Optionally, new execution agents may also override the get_context function, which is responsible for building the system context for the agent. This should be done with thought, as the details of the system context are critically important for LLM performance.

__init__

def __init__(step: Step,
plan_run: PlanRun,
config: Config,
end_user: EndUser,
agent_memory: AgentMemory,
tool: Tool | None = None,
execution_hooks: ExecutionHooks | None = None) -> None

Initialize the base agent with the given args.

Importantly, the models here are frozen copies of those used by the Portia instance. They are meant as read-only references, useful for execution of the task but cannot be edited. The agent should return output via the response of the execute_sync method.

Arguments:

  • step Step - The step that defines the task to be executed.
  • plan_run PlanRun - The run that contains the step and related data.
  • config Config - The configuration settings for the agent.
  • end_user EndUser - The end user for the execution.
  • agent_memory AgentMemory - The agent memory for persisting outputs.
  • tool Tool | None - An optional tool associated with the agent (default is None).
  • execution_hooks - Optional hooks for extending execution functionality.

execute_sync

@abstractmethod
def execute_sync() -> Output

Run the core execution logic of the task synchronously.

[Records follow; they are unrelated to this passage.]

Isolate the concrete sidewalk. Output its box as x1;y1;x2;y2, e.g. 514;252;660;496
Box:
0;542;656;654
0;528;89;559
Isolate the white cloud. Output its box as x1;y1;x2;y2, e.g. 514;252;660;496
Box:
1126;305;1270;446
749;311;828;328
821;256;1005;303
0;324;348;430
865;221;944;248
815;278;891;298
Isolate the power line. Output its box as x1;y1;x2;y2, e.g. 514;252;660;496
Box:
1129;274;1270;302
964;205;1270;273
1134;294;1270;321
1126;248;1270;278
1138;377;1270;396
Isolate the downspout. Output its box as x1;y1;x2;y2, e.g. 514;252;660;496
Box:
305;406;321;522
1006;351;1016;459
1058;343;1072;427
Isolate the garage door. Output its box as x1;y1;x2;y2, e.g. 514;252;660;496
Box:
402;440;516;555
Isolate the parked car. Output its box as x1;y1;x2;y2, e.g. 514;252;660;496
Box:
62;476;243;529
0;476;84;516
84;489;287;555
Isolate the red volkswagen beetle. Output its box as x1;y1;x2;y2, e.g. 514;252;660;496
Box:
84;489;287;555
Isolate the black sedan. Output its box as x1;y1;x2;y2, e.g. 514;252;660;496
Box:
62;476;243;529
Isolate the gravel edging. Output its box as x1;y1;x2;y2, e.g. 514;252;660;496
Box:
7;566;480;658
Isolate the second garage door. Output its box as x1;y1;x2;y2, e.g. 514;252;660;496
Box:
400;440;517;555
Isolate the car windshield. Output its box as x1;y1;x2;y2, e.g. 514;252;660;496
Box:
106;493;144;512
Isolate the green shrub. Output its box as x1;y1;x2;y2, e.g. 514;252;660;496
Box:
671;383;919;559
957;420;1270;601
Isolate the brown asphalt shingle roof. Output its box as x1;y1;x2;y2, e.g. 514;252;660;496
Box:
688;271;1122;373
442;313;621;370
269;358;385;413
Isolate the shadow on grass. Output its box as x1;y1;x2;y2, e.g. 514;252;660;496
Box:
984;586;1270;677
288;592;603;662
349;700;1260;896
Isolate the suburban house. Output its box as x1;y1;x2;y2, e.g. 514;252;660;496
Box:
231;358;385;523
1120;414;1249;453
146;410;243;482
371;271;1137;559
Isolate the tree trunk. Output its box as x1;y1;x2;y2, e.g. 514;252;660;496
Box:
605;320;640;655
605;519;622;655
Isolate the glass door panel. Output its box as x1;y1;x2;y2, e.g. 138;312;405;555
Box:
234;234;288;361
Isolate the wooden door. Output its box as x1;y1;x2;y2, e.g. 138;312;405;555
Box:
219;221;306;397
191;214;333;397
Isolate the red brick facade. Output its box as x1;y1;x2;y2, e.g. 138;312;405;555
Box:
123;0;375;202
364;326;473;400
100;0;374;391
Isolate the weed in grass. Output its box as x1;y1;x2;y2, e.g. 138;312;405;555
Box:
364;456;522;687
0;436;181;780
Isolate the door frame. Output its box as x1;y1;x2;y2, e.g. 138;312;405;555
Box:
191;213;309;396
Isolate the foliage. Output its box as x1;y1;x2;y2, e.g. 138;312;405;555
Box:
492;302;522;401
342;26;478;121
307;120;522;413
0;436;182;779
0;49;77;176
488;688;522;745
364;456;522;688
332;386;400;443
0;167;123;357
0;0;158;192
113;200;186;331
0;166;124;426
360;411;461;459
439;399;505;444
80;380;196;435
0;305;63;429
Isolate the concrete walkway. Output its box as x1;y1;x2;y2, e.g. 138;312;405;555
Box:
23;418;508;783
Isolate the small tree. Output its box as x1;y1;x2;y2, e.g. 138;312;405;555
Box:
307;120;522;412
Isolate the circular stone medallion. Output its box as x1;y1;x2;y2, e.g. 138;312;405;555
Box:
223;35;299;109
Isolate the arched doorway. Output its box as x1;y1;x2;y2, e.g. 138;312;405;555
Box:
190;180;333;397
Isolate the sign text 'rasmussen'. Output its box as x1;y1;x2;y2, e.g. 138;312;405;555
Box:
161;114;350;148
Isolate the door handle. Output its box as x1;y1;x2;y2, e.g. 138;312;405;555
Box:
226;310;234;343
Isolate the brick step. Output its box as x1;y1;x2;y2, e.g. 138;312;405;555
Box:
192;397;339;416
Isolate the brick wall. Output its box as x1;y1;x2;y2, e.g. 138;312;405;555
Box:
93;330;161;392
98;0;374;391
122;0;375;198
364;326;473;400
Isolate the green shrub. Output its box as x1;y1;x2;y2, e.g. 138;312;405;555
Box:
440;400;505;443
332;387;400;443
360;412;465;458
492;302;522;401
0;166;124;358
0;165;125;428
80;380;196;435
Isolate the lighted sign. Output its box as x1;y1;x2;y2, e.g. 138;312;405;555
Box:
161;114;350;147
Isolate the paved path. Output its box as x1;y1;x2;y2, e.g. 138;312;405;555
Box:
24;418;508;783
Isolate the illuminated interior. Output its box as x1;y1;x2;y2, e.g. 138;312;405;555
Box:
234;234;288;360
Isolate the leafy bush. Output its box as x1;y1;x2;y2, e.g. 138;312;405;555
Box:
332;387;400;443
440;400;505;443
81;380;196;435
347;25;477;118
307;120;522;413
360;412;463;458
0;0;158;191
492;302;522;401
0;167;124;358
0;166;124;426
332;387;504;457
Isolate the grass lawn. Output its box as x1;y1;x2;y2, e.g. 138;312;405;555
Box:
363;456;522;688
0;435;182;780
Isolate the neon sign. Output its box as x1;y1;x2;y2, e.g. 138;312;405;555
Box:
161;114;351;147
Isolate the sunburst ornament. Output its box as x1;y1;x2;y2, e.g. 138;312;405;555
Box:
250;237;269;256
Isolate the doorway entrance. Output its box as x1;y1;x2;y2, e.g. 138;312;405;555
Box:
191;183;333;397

Implementation of this function is deferred to individual agent implementations, making it simple to write new ones.

Returns:

  • Output - The output of the task execution.

get_system_context

def get_system_context(ctx: ToolRunContext,
step_inputs: list[StepInput]) -> str

Build a generic system context string from the step and run provided.

This function retrieves the execution context and generates a system context based on the step and run provided to the agent.

Arguments:

  • ctx ToolRunContext - The tool run ctx.
  • step_inputs list[StepInput] - The inputs for the step.

Returns:

  • str - A string containing the system context for the agent.

next_state_after_tool_call

def next_state_after_tool_call(
config: Config,
state: MessagesState,
tool: Tool | None = None
) -> Literal[AgentNode.TOOL_AGENT, AgentNode.SUMMARIZER, END]

Determine the next state after a tool call.

This function checks the state after a tool call to determine if the run should proceed to the tool agent again, to the summarizer, or end.

Arguments:

  • config Config - The configuration for the run.
  • state MessagesState - The current state of the messages.
  • tool Tool | None - The tool involved in the call, if any.

Returns:

Literal[AgentNode.TOOL_AGENT, AgentNode.SUMMARIZER, END]: The next state to transition to.

Raises:

  • ToolRetryError - If the tool has an error and the maximum retry limit has not been reached.